Non è possibile sottovalutare quanto sia importante che la grande visione strategica della Russia di “bilanciare” gli affari afro-euroasiatici venga sottolineata a chiare lettere dai diplomatici russi e dalla comunità degli esperti al fine di evitare che gli Stati Uniti muovano la “pressione pubblica” dei partner russi contro la Russia stessa. Questioni delicate tra cui il fatto che armi siano vendute sia all’Armenia che all’Azerbaigian o la cooperazione con la Turchia nel nord della Siria debbono essere discusse anche a livello locale e non solo con gli “Stati profondi” di ciascun partner tradizionale di modo da mantenere la fiducia del pubblico nelle misure internazionali di Mosca e fare un minimo sforzo per cercare di spiegare queste politiche al grande pubblico. La mancanza di una narrativa russa causa un vuoto informatico che viene prontamente riempito dagli Stati Uniti e dai loro alleati unipolari, cosa che nei fatti mette in pericolo la sostenibilità a lungo termine degli sforzi di “bilanciamento” russi; ciò è dovuto al fatto che i partner russi rischiano di cedere ad una “pressione pubblica” manipolata dall’esterno (Rivoluzioni Colorate).
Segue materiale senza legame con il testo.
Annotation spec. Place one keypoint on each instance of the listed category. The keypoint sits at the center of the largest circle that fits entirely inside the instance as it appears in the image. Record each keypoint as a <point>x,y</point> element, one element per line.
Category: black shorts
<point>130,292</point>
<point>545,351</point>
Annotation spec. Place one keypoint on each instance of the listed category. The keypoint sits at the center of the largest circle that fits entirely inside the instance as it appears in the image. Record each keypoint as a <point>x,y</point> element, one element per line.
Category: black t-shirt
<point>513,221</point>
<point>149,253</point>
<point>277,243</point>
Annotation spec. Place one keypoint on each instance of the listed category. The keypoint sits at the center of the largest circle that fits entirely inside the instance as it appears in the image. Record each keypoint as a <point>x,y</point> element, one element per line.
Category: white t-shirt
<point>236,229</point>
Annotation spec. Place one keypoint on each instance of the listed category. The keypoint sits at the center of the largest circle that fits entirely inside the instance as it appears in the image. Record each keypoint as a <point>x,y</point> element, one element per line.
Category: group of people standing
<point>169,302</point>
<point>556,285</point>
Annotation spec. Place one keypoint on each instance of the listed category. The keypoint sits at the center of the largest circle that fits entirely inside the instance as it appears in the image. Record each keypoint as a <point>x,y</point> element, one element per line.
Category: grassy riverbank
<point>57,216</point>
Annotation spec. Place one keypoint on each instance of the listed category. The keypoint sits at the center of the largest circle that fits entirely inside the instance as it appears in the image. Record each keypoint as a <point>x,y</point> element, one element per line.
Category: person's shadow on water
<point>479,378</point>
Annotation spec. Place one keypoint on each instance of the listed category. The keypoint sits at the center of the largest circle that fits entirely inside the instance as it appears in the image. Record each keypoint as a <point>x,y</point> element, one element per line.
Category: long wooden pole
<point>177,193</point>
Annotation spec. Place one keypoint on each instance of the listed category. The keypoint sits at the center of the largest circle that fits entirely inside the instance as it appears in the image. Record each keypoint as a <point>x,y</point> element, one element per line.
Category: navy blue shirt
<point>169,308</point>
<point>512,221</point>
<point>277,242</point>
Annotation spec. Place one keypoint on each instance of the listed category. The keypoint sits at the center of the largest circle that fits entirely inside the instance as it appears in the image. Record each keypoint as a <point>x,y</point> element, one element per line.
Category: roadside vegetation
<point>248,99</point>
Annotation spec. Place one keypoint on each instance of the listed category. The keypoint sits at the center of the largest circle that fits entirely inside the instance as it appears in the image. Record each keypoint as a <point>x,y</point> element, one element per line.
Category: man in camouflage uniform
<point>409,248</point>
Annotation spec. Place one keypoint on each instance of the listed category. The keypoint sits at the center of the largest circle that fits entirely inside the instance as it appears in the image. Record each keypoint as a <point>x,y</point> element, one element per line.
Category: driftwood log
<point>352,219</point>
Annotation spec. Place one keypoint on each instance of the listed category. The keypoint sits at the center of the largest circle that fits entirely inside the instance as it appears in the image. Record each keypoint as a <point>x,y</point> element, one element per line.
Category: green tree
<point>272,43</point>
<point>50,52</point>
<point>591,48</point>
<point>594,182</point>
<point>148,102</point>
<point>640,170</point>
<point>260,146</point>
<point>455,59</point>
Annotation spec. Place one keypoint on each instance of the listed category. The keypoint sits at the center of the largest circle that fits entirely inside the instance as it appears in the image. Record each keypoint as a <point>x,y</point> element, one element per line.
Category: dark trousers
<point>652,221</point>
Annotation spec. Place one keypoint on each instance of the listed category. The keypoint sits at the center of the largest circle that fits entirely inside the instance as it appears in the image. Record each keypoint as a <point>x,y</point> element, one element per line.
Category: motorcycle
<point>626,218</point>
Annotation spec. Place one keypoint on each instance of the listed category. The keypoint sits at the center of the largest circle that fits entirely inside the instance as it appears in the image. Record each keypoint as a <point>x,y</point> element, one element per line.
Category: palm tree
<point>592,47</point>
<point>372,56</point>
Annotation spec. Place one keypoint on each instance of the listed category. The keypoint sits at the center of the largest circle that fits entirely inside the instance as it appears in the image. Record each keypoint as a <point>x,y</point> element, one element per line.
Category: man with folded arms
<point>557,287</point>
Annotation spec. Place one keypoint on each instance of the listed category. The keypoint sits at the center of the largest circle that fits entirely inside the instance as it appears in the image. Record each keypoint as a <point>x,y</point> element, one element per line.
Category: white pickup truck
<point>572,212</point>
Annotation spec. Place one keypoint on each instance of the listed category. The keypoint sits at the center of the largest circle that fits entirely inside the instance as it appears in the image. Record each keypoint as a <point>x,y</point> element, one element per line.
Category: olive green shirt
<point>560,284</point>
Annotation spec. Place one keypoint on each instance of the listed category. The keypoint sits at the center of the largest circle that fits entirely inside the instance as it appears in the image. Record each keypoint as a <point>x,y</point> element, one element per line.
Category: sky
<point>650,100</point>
Per quanto ambiziosa la cosa possa sembrare, è certamente possibile che la Russia riesca a portare a compimento la sua strategia volta a metter rimedio ai danni che gli Stati Uniti causano in tutto l’emisfero (ed in particolar modo nelle regioni extraeuropee), ma ciò avverrà solo nel caso in cui la Russia darà la stessa importanza sia agli “Stati profondi” che nella opinione pubblica dei propri partner. Nessuno, e la gente comune meno ancora, dovrebbe nutrire fuorvianti impressioni circa le motivazione che spingono la Russia ad agire in un certo modo quando essa salvaguarda i propri interessi, interessi che consistono nel costruire il mondo multipolare e che nei fatti combaciano con quelli dei suoi partner. Tuttavia, qualora il pubblico generale nutrisse fuorvianti impressioni circa i veri obiettivi di Mosca, ebbene su tali impressioni gli Stati Uniti giocherebbero al fine di prevenire la nascita del mondo multipolare. Allo stesso modo, non offrire nessuna ragione per la quale la Russia persegue questo progetto potrebbe causare risultati altrettanto nocivi.

Pertanto, la Russia deve dare priorità al proprio potere di influenza politica e culturale e deve altresì, e urgentemente, tentare, tramite la propria comunità di esperti e corpo diplomatico, di comunicare e mettere in chiaro le proprie intenzioni circa di giovare un ruolo da “bilanciatore” non solo verso gli “Stati profondi”, ma anche verso il grande pubblico. La gente comune deve essere a conoscenza della visione globale che la Russia propone di modo da non essere manipolata dagli Stati Uniti, i quali sfruttano l’eventuale vuoto narrativo e/o le false speranze dei vari popoli a proprio esclusivo vantaggio, per quanto naturalmente va comunque tenuto in conto che è impossibile che tutti siano d’accordo con l’azione bilanciatrice di Mosca, e a prescindere dalle intenzioni russe. Ciò non costituisce un problema, poiché l’importante è far conoscere la narrativa russa. Il primo passo da compiere è perciò di rendere consapevole il grande pubblico di quello che la Russia vuole fare, di modo che l’attuazione pratica dell’opera di bilanciamento possa essere implementata a tutti i livelli nelle società afro-eurasiatiche.